Insomnia Severity Index
The ISI (15) was used to measure the severity of insomnia during COVID-19 at both T2 and T3. This scale includes 7 items that are rated on a 0–4 scale. The total score ranges from 0 to 28, with a higher score indicating a greater number of insomnia symptoms (0–7 = No clinically significant insomnia; 8–14 = Subthreshold insomnia; 15–21 = Moderate severity clinical insomnia; 22–28 = Severe clinical insomnia). The scale was internally consistent (αt2 = 0.88; αt3 = 0.88).
The statistical analyses were performed using SPSS Version 25.0, with the PROCESS macro for SPSS utilized for the multiple mediation model (56). PROCESS Model 82 was used to test the mediating role of anxiety and depression (mediators) in the relationship between adaptability at T1 (independent variable) and insomnia at T2 (dependent variable Model 1) and T3 (dependent variable in Model 2). 5,000 bootstrap samples and the 95% bias-corrected confidence interval (95% CI) were set to examine the significance of the two mediation effects (56).
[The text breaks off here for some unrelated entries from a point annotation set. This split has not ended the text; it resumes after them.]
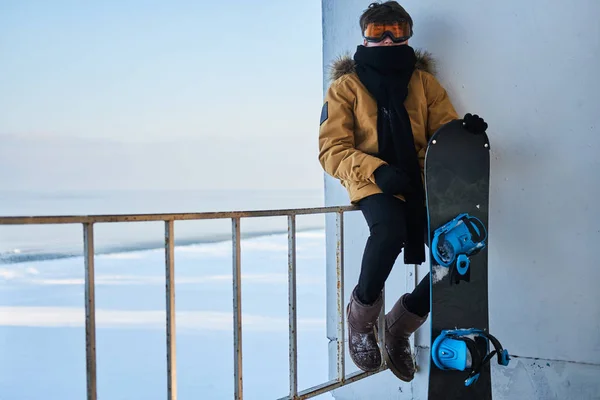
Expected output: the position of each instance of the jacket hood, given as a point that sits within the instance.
(345, 64)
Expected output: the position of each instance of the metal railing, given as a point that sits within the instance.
(235, 216)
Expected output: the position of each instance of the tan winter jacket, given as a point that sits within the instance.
(348, 131)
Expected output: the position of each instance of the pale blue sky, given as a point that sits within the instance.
(210, 74)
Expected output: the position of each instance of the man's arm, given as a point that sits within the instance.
(440, 108)
(337, 154)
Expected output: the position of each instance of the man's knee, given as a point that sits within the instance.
(389, 235)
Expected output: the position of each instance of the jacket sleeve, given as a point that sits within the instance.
(337, 154)
(439, 107)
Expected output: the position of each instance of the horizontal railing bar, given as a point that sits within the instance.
(86, 219)
(331, 385)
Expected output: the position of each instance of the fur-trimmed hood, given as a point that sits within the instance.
(345, 64)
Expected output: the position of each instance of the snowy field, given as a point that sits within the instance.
(42, 336)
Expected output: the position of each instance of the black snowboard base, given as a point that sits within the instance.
(457, 166)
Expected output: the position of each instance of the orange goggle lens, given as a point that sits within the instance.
(397, 31)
As different scales for anxiety and insomnia were used at different time points, scores were standardized to allow comparison. The statistical significance level was set at p < 0.05.
Common Method Biases
The Harman single-factor test was used to diagnose the common method bias (57). The results of principal component factor analysis without rotation showed that there were 17 factors whose eigenvalues were greater than 1. The variance explained by the first factor was 19.73%, which falls below the threshold of 40%. The results showed that there is no serious common method bias in this study.
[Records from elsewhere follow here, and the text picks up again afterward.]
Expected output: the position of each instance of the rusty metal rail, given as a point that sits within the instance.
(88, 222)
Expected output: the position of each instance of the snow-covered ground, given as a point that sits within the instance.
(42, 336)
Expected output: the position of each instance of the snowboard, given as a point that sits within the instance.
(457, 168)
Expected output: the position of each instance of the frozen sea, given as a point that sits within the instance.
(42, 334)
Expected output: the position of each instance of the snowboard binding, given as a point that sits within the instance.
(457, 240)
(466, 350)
Descriptive Statistics and Correlations
The means (M), standard deviations (SD), skewness, and kurtosis, and reliabilities for all variables across the two-time points are displayed in Table 1. All the measures had acceptable reliabilities (ranging from 0.76 to 0.92).
Pearson correlations for the relations between the variables are displayed in Table 2. T1 adaptability was negatively correlated with T1, T2, and T3 anxiety (rs = −0.32, −0.15, and −0.14, respectively; ps < 0.01); T1, T2, and T3 depression (rs = −0.36, −0.19, and −0.16, respectively; ps < 0.01); and T2 and T3 insomnia (rs = −0.13, −0.14, respectively; ps < 0.01). Moreover, T2 insomnia was positively correlated with T1, T2, and T3 anxiety (rs = 0.28, 0.49, and 0.30, respectively; ps < 0.01), and T1, T2, and T3 depression (rs = 0.30, 0.40, and 0.31, respectively; ps < 0.01). In addition, T3 insomnia was positively correlated with T1, T2, and T3 anxiety (rs = 0.27, 0.31, and 0.56, respectively; ps < 0.01), and T1, T2, and T3 depression (rs = 0.28, 0.28, and 0.56, respectively; ps < 0.01).
The Multiple Mediation Effects of Adaptability, Anxiety, Depression, and Insomnia at T1 and T2
The results of the regression analysis are shown in Figure 2 and Table 3. To first review the role of T1 adaptability: T1 adaptability significantly negatively predicted T1 anxiety (β = −0.317, p < 0.001), T2 anxiety (β = −0.074, p < 0.001), T1 depression (β = −0.356, p < 0.001), and T2 depression (β = −0.091, p < 0.001). However, T1 adaptability did not significantly predict T2 insomnia (β = 0.007, p = 0.558).
Figure 2. Multiple-mediating test of adaptability, anxiety, depression, and insomnia at T1 and T2. *p < 0.05, ***p < 0.001.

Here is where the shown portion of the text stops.